We switched to the engine crane and lifted the diff into position through the boot with the wooden base removed. We got the lower bolts in first, and then pivoted on these to get the top bolt in. Lots of copper grease and a few good thumps with the rubber mallet from Craig saw the massive top bolt driven home. Thanks for the help, Craig!

Sorted - now to centre it

The diff is in!

One tricky thing to manage while lifting the diff is the run of the handbrake cable. The cable outer (the stainless covering you can see in the photos) is too thick to pass through the mounts on the diff frame, so this needs to be done with the diff close to installed. It’s fiddly, but with some planning ahead, manageable.

With the bolts in place and lightly tightened, I then measured from the frame of the diff to the outer edge of the ARB mount. I played about with the washers to get it centralised within 1mm either side – I used 2 on the left and 1 on the right but it wasn’t that far out with 1 and 1. A quick run with the torque wrench and the tippex pen and the diff is all installed.
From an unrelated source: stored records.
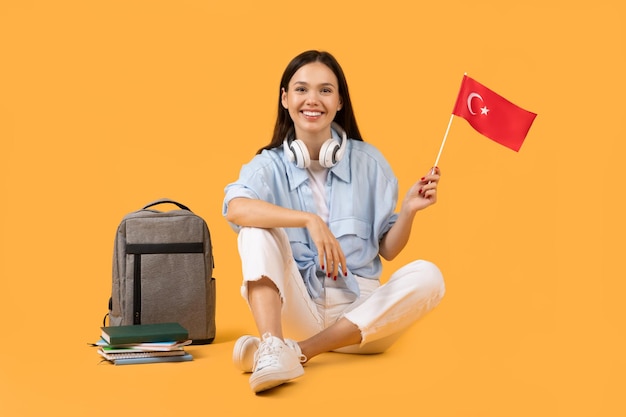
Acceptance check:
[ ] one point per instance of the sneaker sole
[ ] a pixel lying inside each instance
(267, 381)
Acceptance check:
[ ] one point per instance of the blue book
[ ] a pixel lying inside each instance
(155, 359)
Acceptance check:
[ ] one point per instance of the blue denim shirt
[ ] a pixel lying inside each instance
(361, 191)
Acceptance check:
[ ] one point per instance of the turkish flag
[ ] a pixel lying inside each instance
(492, 115)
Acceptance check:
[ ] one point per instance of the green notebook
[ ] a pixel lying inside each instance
(142, 333)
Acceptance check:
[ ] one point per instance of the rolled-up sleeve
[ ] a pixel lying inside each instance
(252, 183)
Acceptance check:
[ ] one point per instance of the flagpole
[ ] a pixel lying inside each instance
(443, 142)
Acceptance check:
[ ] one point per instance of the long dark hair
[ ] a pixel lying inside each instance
(345, 117)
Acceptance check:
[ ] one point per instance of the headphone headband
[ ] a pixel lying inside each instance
(331, 151)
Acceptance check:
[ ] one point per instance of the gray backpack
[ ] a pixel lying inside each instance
(163, 271)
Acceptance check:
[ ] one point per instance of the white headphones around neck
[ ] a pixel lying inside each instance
(331, 151)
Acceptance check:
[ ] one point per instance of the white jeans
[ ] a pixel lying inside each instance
(382, 312)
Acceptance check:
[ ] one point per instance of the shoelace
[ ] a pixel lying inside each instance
(268, 353)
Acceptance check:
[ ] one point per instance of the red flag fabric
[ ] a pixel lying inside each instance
(492, 115)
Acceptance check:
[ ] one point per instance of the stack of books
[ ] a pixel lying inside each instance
(144, 343)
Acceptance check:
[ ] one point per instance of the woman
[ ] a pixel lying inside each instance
(314, 216)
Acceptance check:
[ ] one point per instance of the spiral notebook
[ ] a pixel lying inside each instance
(136, 355)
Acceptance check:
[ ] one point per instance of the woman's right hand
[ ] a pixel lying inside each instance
(332, 258)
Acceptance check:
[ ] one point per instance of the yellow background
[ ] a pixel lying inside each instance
(107, 105)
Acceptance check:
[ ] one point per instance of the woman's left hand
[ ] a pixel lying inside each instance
(424, 192)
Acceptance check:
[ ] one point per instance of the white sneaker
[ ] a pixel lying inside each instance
(275, 363)
(243, 352)
(246, 346)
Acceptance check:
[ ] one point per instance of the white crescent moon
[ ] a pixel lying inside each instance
(469, 101)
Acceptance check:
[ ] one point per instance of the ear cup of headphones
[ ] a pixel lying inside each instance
(328, 153)
(299, 154)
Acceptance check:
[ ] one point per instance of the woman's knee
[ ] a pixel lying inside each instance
(426, 277)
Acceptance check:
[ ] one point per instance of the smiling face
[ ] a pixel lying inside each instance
(312, 100)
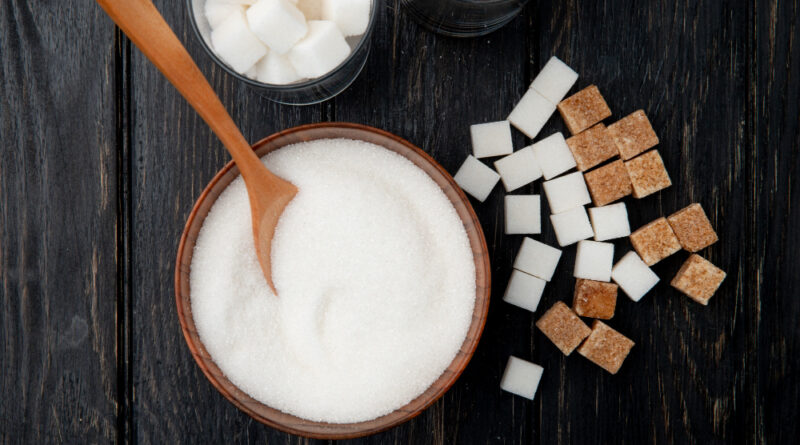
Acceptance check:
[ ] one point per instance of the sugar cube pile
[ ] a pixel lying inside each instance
(281, 42)
(600, 165)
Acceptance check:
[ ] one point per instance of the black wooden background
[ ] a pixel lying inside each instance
(101, 161)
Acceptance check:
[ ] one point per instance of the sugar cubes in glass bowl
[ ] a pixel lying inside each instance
(295, 51)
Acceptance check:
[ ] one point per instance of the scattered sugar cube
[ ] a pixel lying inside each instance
(633, 134)
(567, 192)
(312, 9)
(571, 226)
(698, 279)
(553, 155)
(475, 178)
(554, 80)
(606, 347)
(594, 260)
(531, 113)
(491, 139)
(523, 214)
(277, 23)
(608, 183)
(320, 51)
(235, 44)
(595, 299)
(633, 276)
(610, 222)
(563, 327)
(524, 290)
(521, 377)
(584, 109)
(537, 259)
(693, 228)
(592, 147)
(655, 241)
(276, 69)
(351, 16)
(518, 169)
(217, 11)
(647, 174)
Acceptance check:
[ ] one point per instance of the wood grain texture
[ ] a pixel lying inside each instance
(174, 155)
(102, 161)
(58, 203)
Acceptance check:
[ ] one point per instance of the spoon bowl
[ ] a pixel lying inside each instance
(269, 194)
(293, 424)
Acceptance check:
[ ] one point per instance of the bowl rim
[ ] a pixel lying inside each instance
(289, 423)
(365, 40)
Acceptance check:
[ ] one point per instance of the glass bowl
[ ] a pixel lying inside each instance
(463, 18)
(306, 92)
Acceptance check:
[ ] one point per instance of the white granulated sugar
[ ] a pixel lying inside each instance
(375, 277)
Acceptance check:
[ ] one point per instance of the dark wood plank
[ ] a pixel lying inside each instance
(58, 216)
(689, 378)
(773, 151)
(173, 156)
(429, 89)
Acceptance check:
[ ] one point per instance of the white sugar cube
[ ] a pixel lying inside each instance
(610, 222)
(594, 260)
(571, 226)
(633, 276)
(276, 69)
(553, 155)
(518, 169)
(567, 192)
(537, 259)
(320, 51)
(351, 16)
(521, 377)
(524, 290)
(235, 44)
(523, 214)
(491, 139)
(217, 11)
(277, 23)
(312, 9)
(554, 80)
(475, 178)
(531, 113)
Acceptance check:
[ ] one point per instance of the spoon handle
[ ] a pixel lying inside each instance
(144, 25)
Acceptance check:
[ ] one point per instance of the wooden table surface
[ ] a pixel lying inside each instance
(101, 161)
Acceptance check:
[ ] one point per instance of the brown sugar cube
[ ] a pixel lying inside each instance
(583, 109)
(592, 147)
(595, 299)
(647, 174)
(693, 228)
(655, 241)
(606, 347)
(633, 134)
(608, 183)
(698, 279)
(563, 327)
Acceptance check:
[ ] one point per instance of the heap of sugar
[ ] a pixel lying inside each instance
(284, 41)
(376, 284)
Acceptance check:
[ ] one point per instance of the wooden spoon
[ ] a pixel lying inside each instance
(269, 194)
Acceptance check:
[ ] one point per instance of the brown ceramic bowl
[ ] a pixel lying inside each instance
(289, 423)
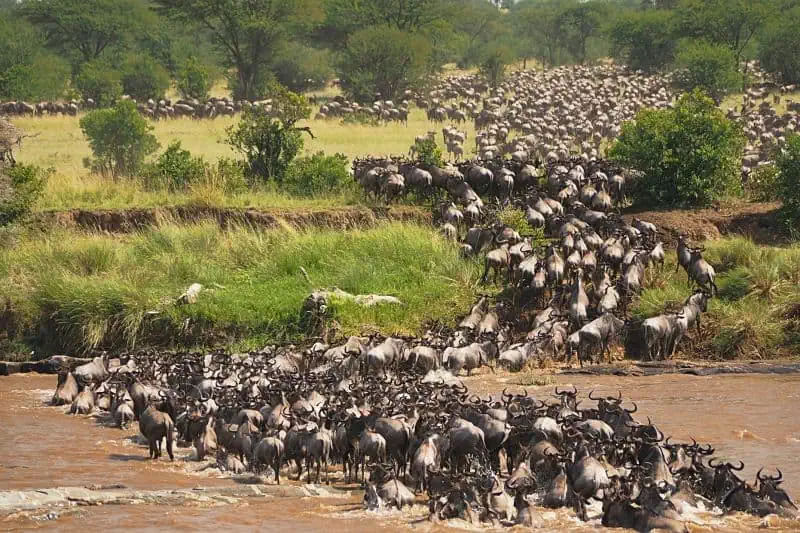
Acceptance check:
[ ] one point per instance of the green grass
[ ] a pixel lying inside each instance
(757, 311)
(57, 143)
(70, 292)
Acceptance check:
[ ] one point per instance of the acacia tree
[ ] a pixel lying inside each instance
(578, 23)
(247, 32)
(733, 23)
(88, 28)
(383, 60)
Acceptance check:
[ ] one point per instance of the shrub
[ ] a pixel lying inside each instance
(20, 187)
(143, 78)
(175, 169)
(270, 141)
(99, 82)
(762, 184)
(194, 80)
(302, 68)
(383, 60)
(493, 64)
(788, 164)
(779, 47)
(120, 139)
(689, 155)
(711, 67)
(515, 219)
(429, 152)
(316, 175)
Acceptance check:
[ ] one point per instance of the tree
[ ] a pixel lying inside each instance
(578, 23)
(271, 140)
(88, 28)
(705, 65)
(779, 47)
(644, 39)
(689, 155)
(732, 23)
(120, 139)
(383, 60)
(194, 80)
(27, 70)
(247, 32)
(100, 82)
(494, 62)
(142, 78)
(788, 165)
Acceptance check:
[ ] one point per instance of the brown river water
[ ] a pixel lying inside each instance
(749, 417)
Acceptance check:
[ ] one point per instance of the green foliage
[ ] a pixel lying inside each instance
(690, 155)
(143, 78)
(269, 143)
(120, 139)
(428, 152)
(494, 62)
(27, 70)
(779, 47)
(99, 82)
(302, 68)
(788, 164)
(175, 169)
(515, 218)
(762, 184)
(316, 175)
(644, 39)
(580, 22)
(20, 187)
(246, 32)
(711, 67)
(87, 29)
(78, 291)
(383, 60)
(194, 79)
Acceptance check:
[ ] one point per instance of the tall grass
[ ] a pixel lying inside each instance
(76, 291)
(757, 311)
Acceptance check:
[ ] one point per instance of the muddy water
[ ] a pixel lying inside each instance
(744, 417)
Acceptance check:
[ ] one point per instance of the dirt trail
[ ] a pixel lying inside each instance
(127, 220)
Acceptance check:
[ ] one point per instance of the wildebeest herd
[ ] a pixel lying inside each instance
(413, 436)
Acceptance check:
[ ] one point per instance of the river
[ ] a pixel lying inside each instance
(747, 417)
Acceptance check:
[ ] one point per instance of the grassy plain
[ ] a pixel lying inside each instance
(69, 292)
(58, 143)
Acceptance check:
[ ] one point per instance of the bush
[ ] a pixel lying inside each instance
(143, 78)
(302, 68)
(788, 164)
(194, 80)
(711, 67)
(429, 152)
(317, 175)
(383, 60)
(644, 39)
(270, 141)
(175, 169)
(120, 139)
(493, 64)
(689, 155)
(99, 82)
(20, 187)
(762, 184)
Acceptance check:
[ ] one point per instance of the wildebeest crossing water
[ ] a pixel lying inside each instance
(732, 413)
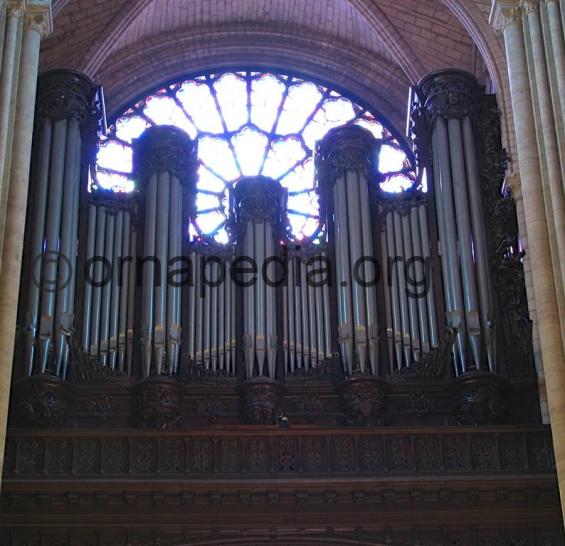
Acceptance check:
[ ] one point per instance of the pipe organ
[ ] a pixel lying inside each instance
(164, 159)
(307, 327)
(410, 307)
(448, 102)
(258, 208)
(360, 299)
(211, 338)
(63, 124)
(108, 301)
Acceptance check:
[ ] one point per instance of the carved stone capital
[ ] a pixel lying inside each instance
(259, 199)
(505, 13)
(349, 147)
(448, 94)
(165, 148)
(38, 16)
(64, 94)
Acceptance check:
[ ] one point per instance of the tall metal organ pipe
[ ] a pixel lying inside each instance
(345, 162)
(258, 203)
(410, 306)
(67, 116)
(164, 164)
(447, 104)
(110, 235)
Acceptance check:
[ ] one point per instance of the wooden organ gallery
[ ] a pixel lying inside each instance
(370, 384)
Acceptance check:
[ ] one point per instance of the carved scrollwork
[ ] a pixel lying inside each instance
(41, 401)
(349, 147)
(165, 148)
(261, 401)
(363, 398)
(64, 94)
(259, 199)
(480, 398)
(449, 94)
(432, 364)
(159, 404)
On to connecting the propshaft to the diff, and this is simple but I still managed to get it wrong. Four bolts, tightened to 60Nm, but one snag: the grease nipple for the universal joint protrudes far enough to make it awkward to tighten one of the bolts. Thanks to fellow builder Simon, though, for pointing out that it just screws out. Popping that out, tightening the bolts and suddenly the front end of the car is connected to the back. Well, at least for an evening. The next morning I realised I’d copper greased the bolts in the propshaft. The next day I had to remove them one by one, clean out the threads, and Loctite them before replacing and re-tightening.

The next step for the diff was to lever out those covers where the driveshafts will go, but that would come later. First I needed to build the deDion, ears and callipers and fit some brake pipes.